I am living in Adelaide, SA under PR with my family.

I have done certificate 111 in Administration in Australia before couple of years back and I have some experience in general office administration work in my home country.

I am looking for an any type of general office support work start from begining?

Anyone can help me?? Then I can pass my email to communicate further.

It's highly appreciated.

Thank you,
samadi


----------



## sandieb (May 21, 2015)

What kind of help do you need samadi?

There is so much I learned in this forum. Just scan through older posts & you will find lots of help.


----------



## samadi (Nov 7, 2016)

Many thanks Sendieb.

I am looking a office support job in Adelaide.


----------



## syd10 (Apr 11, 2015)

samadi said:


> Hi there,
> 
> I am living in Adelaide, SA under PR with my family.
> 
> ...


You will have much more competition with entry level positions. So broaden your search & also apply for jobs that require some experience.

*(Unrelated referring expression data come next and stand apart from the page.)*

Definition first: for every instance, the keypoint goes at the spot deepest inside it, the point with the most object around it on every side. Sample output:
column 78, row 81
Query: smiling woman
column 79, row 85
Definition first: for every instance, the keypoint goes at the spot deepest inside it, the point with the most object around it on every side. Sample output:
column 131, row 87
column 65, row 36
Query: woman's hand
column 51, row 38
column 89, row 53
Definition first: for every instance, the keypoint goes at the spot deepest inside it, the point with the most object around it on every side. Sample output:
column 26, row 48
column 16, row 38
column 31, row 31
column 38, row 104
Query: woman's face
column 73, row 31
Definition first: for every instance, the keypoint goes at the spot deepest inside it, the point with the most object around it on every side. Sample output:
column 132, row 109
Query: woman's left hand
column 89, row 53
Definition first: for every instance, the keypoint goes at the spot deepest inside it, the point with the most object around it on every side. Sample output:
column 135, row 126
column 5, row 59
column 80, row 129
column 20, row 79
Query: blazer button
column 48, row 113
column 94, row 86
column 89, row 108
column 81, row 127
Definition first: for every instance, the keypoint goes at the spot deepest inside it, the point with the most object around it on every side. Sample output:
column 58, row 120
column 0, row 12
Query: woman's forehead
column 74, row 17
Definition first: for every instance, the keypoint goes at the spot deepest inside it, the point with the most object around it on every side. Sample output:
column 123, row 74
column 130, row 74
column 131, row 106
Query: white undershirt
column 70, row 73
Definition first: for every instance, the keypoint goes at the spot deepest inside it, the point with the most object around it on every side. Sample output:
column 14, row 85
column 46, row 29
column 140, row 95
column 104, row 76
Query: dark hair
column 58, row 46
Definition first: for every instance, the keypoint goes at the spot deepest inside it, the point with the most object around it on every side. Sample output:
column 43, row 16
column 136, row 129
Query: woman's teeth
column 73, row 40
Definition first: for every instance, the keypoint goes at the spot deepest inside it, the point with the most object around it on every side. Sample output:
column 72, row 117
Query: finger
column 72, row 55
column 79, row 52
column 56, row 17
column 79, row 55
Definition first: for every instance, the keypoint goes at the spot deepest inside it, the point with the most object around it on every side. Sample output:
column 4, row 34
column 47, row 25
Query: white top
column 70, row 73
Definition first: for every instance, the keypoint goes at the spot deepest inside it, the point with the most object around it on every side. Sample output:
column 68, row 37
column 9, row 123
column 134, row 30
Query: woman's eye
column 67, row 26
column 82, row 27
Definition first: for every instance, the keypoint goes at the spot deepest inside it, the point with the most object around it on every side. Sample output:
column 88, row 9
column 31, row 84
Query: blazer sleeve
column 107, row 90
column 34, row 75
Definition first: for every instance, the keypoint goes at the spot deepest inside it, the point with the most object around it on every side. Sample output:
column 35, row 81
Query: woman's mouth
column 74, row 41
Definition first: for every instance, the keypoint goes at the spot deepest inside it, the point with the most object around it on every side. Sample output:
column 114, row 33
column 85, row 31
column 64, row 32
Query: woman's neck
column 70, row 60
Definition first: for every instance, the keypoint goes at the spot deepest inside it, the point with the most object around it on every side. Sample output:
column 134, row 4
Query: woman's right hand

Apply through different methods, including the hidden job market.

As there are 100s of applicants for many job openings, ensure that your resume stands out. In addition to having your experience, education & experience, highlight your achievements in previous jobs & your strengths. Have a look at Resume tips & samples, interview questions & tips, job search tips & salary tips


----------



## sandieb (May 21, 2015)

samadi said:


> Many thanks Sendieb.
> 
> I am looking a office support job in Adelaide.


How did you go in Adelaide?


----------



## djhbkdave (Apr 1, 2017)

Hi Samadi, were you able to get the job you were looking, i am planning to migrate to Adelaide end of this month, just curious about the job market in Adelaide, Im an IT Professional


----------